'London patient' cured of HIV reveals identity for the first time

'London patient' cured of HIV reveals identity for the first time

Adam Castillejo was known until recently as the "London patient".

A man in London has become the second person to be ever cured of HIV after undergoing stem cell transplant treatment.

Two days before the conference was set to open in Boston, organizers decided to make the meeting virtual due to concerns about the coronavirus.

Now, writing in the journal Lancet HIV, researchers say that 30 months after stopping antiretroviral drugs - medications that suppress HIV - and 46 months since the transplant, Castillejo remains in remission. He has been HIV-free for more than a decade now.

"After 2.5 years off antiretrovirals and lack of evidence for any active virus, this nearly certainly represents cure", Gupta told the Bay Area Reporter. Adam Castillejo - the now 40-year-old "London patient" who has chose to make his identity public - has no detectable active HIV infection in blood, sperm or tissue, according to his doctors.

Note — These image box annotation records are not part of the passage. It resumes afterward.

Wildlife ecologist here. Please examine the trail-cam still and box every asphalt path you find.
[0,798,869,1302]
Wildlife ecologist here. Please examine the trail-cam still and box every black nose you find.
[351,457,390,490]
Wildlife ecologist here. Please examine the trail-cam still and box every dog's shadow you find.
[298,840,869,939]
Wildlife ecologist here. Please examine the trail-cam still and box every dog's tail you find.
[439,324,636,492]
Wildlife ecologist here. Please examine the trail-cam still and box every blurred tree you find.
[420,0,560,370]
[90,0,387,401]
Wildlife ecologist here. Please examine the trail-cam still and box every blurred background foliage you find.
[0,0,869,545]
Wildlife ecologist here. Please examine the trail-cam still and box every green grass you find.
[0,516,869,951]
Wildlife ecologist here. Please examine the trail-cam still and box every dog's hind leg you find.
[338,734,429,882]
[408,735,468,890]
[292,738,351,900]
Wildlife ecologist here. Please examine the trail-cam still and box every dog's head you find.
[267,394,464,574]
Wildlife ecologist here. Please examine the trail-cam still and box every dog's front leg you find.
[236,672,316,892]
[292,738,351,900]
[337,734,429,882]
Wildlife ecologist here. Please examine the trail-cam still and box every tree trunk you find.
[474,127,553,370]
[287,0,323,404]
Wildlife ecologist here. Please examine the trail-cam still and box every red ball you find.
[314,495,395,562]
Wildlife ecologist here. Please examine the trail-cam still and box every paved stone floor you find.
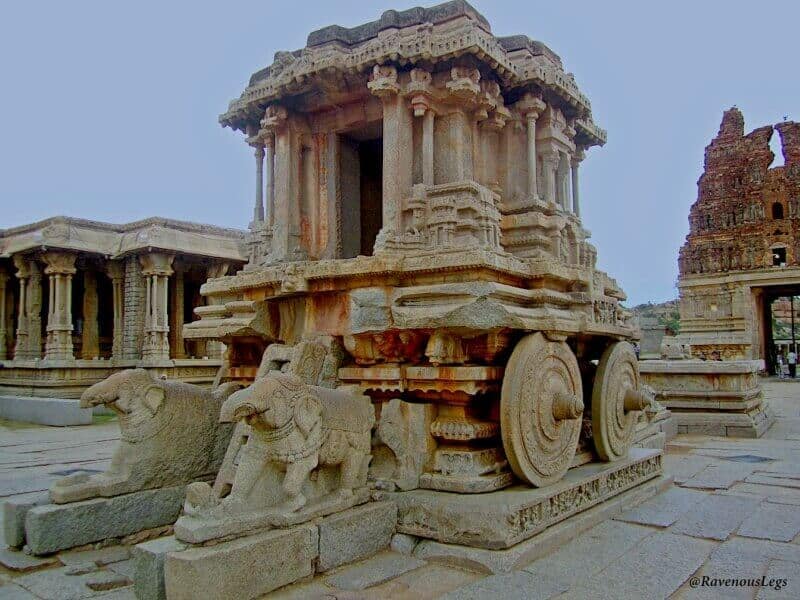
[0,379,800,600]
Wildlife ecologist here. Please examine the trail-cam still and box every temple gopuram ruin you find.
[678,108,800,368]
[0,0,676,600]
[0,217,245,424]
[641,107,800,437]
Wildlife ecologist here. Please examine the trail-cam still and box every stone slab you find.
[737,502,800,542]
[164,524,319,600]
[0,548,58,572]
[14,567,125,600]
[0,581,40,600]
[0,396,92,427]
[617,487,705,527]
[58,546,131,567]
[560,531,714,600]
[2,492,50,548]
[133,536,187,600]
[325,552,425,591]
[413,476,672,574]
[441,571,539,600]
[381,448,662,550]
[670,494,761,540]
[523,521,655,598]
[756,560,797,600]
[317,502,397,572]
[681,463,756,490]
[25,485,185,554]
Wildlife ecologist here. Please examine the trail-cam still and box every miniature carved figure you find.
[50,369,239,504]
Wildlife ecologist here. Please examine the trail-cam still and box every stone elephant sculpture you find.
[50,369,241,504]
[186,372,375,519]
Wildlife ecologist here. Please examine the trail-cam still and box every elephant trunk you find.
[219,388,266,423]
[80,381,118,408]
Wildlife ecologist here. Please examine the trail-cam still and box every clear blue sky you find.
[0,0,800,304]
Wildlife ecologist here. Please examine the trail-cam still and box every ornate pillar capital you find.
[42,251,77,275]
[367,65,400,99]
[139,252,175,277]
[516,93,547,122]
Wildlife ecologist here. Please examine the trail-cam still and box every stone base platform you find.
[4,485,186,555]
[0,396,92,427]
[639,360,774,438]
[380,448,663,550]
[154,502,397,600]
[412,475,672,575]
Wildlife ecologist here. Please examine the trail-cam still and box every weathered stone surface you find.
[317,502,397,572]
[681,464,754,490]
[25,486,184,554]
[562,532,714,600]
[0,395,92,427]
[678,107,800,370]
[756,560,797,600]
[2,492,50,548]
[670,494,760,540]
[325,552,425,590]
[50,369,239,506]
[442,571,536,600]
[58,546,131,567]
[175,378,374,544]
[386,448,661,549]
[389,533,419,555]
[164,525,319,600]
[0,581,40,600]
[617,488,704,527]
[0,547,58,572]
[737,502,800,542]
[524,521,655,593]
[133,536,186,600]
[86,571,133,592]
[414,477,672,574]
[14,568,126,600]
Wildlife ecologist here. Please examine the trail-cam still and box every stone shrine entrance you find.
[339,121,383,258]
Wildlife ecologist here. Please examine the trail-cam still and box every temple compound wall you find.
[0,217,244,398]
[678,108,800,365]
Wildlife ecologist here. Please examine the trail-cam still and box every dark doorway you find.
[761,285,800,375]
[339,122,383,258]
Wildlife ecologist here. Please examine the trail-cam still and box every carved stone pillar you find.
[139,253,175,362]
[42,252,76,360]
[542,151,561,204]
[571,149,586,217]
[0,270,8,360]
[520,94,545,200]
[106,261,125,360]
[367,65,413,250]
[14,255,30,360]
[81,271,100,360]
[253,142,264,223]
[264,134,275,228]
[422,108,436,186]
[268,106,306,261]
[203,262,230,359]
[169,266,186,358]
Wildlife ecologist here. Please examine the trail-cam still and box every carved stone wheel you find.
[500,333,583,487]
[592,342,647,461]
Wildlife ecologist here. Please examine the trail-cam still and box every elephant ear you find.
[142,385,167,416]
[294,394,322,437]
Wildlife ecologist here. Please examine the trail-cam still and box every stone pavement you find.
[0,380,800,600]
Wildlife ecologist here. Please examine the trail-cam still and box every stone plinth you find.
[15,485,185,554]
[639,360,774,437]
[157,502,397,599]
[385,448,662,550]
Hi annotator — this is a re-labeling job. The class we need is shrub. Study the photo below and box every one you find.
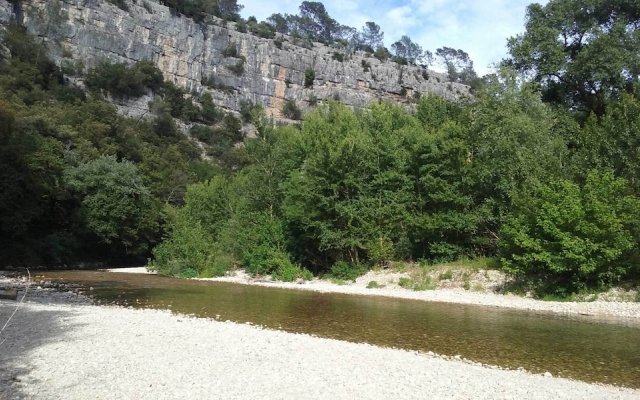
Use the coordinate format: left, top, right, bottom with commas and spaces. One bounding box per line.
367, 236, 394, 265
373, 46, 391, 61
85, 61, 164, 98
331, 261, 365, 281
438, 269, 453, 281
109, 0, 129, 11
282, 100, 302, 120
398, 271, 435, 292
236, 18, 247, 33
367, 281, 384, 289
271, 262, 313, 282
227, 56, 247, 76
222, 43, 238, 57
304, 68, 316, 88
499, 171, 640, 295
360, 60, 371, 72
243, 245, 297, 280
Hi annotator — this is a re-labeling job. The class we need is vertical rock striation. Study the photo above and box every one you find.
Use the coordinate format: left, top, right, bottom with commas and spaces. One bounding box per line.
0, 0, 468, 117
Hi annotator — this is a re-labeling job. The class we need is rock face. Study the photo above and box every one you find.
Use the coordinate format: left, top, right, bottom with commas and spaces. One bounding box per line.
0, 0, 468, 118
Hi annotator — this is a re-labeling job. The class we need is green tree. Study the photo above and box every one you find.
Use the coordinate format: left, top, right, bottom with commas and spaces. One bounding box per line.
500, 170, 640, 295
64, 156, 157, 254
507, 0, 640, 116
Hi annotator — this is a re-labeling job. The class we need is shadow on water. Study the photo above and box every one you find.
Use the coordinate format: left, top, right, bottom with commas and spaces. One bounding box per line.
0, 301, 79, 399
38, 271, 640, 388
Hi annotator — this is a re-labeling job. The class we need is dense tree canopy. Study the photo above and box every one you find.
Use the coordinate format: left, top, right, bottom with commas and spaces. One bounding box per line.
507, 0, 640, 115
0, 0, 640, 295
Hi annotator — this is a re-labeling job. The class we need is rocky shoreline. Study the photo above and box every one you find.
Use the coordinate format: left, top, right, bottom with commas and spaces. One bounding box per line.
100, 267, 640, 323
0, 295, 640, 399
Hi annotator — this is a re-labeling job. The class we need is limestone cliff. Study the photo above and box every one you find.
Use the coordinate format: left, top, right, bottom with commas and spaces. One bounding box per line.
0, 0, 468, 117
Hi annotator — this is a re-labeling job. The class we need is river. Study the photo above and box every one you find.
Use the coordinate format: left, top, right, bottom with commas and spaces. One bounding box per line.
39, 271, 640, 388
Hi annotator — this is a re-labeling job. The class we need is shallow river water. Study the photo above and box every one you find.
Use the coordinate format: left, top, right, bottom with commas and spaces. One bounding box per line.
39, 271, 640, 388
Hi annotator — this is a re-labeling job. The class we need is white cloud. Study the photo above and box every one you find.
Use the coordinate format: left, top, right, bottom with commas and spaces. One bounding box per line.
240, 0, 547, 74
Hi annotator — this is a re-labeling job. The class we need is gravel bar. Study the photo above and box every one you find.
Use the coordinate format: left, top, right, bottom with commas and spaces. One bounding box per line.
0, 301, 640, 400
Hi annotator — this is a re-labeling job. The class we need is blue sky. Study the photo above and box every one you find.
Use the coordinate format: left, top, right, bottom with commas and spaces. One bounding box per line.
238, 0, 547, 75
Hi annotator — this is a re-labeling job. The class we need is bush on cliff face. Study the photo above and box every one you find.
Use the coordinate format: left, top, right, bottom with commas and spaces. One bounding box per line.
85, 61, 164, 98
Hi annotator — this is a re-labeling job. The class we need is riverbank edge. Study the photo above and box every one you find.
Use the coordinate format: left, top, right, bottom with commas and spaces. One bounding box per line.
0, 300, 640, 399
104, 267, 640, 323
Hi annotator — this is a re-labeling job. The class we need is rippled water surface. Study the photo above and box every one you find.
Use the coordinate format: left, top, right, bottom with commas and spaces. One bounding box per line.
40, 271, 640, 388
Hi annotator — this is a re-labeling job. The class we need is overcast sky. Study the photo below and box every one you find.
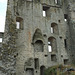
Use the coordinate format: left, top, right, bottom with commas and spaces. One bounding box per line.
0, 0, 7, 32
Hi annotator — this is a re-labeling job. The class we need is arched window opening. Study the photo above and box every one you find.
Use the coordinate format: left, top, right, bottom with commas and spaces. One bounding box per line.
34, 40, 43, 52
16, 17, 23, 29
48, 37, 57, 52
51, 23, 58, 34
40, 66, 45, 75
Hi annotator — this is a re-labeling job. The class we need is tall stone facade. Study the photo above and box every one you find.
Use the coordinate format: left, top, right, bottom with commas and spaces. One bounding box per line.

Castillejo first found out that he had HIV in 2003, when he was only 23 years old. He is now leading a healthy and active life. He added that he wants to be an ambassador of hope. According to the Times story, he spoke with Brown repeatedly before deciding to reveal his identity.

The donors had an uncommon gene that gives them protection from the virus. Such transplants are risky, and both Castillejo and Brown needed the transplants to treat cancer, rather than for HIV.

HIV, or the human immunodeficiency viruses, lead to AIDS over time, which in turn cause immune system failure.

The other cured HIV patient is known as the "Berlin Patient" and has been off ART therapy for 13 years with undetectable plasma HIV RNA.

In 2011, Castillejo found out that he had been diagnosed with stage 4 lymphoma. The procedure involves the transplantation of multipotent stem cells usually derived from bone marrow, peripheral blood or umbilical cord blood. But he received less aggressive chemotherapy than Brown and was able to stay on antiretroviral therapy. "Most HIV needs to attach itself to the CD4 receptor and the CD5 receptor to get into the cell and become infected", Ragonnet-Cronin tells Dazed, "but some people have a mutation in their CCR5 receptor called Delta 32, which means it's really hard for HIV to attach itself to the cell". In September 2017, with no evidence of viable HIV in his blood, he stopped his antiretrovirals in a closely monitored analytic treatment interruption. "Intestinal lymphoid tissue is an important HIV reservoir and HIV-1 DNA was negative in gut biopsy samples". T cells or macrophages that don't express CCR5 are protected from infection with strains of HIV that use that receptor.

His treatment included two rounds of stem cell transplant, as well as a total body irradiation and a chemotherapy drug regimen to target any residual HIV virus.

In an accompanying comment, Jennifer Zerbato, PhD, and Sharon Lewin, MD, PhD, both of the University of Melbourne in Australia, noted two important points: namely that the low levels of HIV DNA were found "not intact, consistent with archival fragments that can not replicate" and that based on a mathematical model, Gupta and colleagues calculated that the patient had "greater than 90% chimerism in circulating T cells", thus "the chance of future viral rebound while off ART [antiretroviral therapy] is negligible".